As a child, Kuhn said he often climbed trees and flew kites, and the process of reminiscing on these things is what keeps him young.

“In my opinion, something has to be temporary in order for it to be enjoyed,” he said.

David Gabbard, a senior majoring in studio art with a concentration in painting, focused his artwork on a notorious comic from the ’50s, “EC Comics.”

“There is not much difference between the 1950s comics and now – both are showing graphics that are warping the minds of children today,” Gabbard said.

The piece was created through a technique called appropriation, or taking an image that already exists and making it different.

Gabbard used a panel of the ’50s comic, which involved a man hanging from a noose, and changed the graphic and color scheme to red and yellow, representing McDonald’s colors. He replaced the character in the comic with Ronald McDonald.

“Since the ’50s, fast food has been a commodity in our culture,” he said. “It has broken down family life and makes things cheap and easy.”

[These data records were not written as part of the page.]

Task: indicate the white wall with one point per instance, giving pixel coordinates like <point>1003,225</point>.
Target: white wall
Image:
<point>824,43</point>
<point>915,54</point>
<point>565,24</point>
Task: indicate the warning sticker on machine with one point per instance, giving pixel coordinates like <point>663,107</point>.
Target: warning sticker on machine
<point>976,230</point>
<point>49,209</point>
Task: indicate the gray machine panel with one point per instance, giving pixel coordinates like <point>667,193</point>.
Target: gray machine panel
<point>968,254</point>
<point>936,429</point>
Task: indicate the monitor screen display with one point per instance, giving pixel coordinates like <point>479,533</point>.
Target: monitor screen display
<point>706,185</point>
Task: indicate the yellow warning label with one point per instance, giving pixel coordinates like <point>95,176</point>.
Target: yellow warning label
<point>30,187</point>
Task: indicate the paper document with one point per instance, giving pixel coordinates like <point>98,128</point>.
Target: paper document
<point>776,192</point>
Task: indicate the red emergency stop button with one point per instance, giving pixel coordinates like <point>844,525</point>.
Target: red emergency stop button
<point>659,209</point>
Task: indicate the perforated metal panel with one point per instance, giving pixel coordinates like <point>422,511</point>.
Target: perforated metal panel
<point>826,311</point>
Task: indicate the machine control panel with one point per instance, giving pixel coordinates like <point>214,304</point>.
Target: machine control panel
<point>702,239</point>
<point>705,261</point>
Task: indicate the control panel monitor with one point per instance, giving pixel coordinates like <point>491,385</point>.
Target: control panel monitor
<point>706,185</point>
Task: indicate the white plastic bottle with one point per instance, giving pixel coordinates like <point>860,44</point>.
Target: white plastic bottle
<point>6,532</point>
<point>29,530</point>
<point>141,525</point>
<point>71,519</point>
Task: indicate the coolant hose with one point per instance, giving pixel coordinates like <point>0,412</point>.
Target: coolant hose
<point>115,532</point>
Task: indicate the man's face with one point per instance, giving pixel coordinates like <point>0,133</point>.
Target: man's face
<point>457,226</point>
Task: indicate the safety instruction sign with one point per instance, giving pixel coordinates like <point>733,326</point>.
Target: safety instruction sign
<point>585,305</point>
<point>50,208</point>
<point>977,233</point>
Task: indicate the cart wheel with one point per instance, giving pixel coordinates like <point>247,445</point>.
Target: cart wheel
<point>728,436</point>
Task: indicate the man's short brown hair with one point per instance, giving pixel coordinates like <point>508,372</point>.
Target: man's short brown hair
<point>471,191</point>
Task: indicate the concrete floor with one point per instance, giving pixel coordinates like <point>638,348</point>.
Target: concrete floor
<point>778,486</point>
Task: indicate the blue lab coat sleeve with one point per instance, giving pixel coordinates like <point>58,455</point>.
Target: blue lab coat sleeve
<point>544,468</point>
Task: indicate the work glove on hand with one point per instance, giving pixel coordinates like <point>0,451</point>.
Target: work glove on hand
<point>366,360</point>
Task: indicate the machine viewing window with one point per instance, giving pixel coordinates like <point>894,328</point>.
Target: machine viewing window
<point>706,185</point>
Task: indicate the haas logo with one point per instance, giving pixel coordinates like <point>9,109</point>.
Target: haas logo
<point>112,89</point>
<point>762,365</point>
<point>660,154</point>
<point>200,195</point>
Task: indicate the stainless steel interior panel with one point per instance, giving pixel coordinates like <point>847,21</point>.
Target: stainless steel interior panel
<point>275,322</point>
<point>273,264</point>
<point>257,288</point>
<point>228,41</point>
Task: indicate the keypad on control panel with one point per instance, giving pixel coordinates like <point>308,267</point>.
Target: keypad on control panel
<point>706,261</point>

This type of social degradation is represented in most of the work Gabbard does. He said this is part of a series of work he has done about Ronald McDonald and similar ideas.

The students will also put up posters of their work around campus to see other students’ reactions.

“This show is great. It features about 40 students’ artwork – anywhere from students who have never printed to students who are really familiar with it,” Gabbard said. “This exhibit is a great representation of the printmaking department.”

The gallery is open from 11 a.m. to 3 p.m., and the exhibit will be on display until Friday. A reception will be held Friday from 7 to 9 p.m., with free food and beverages.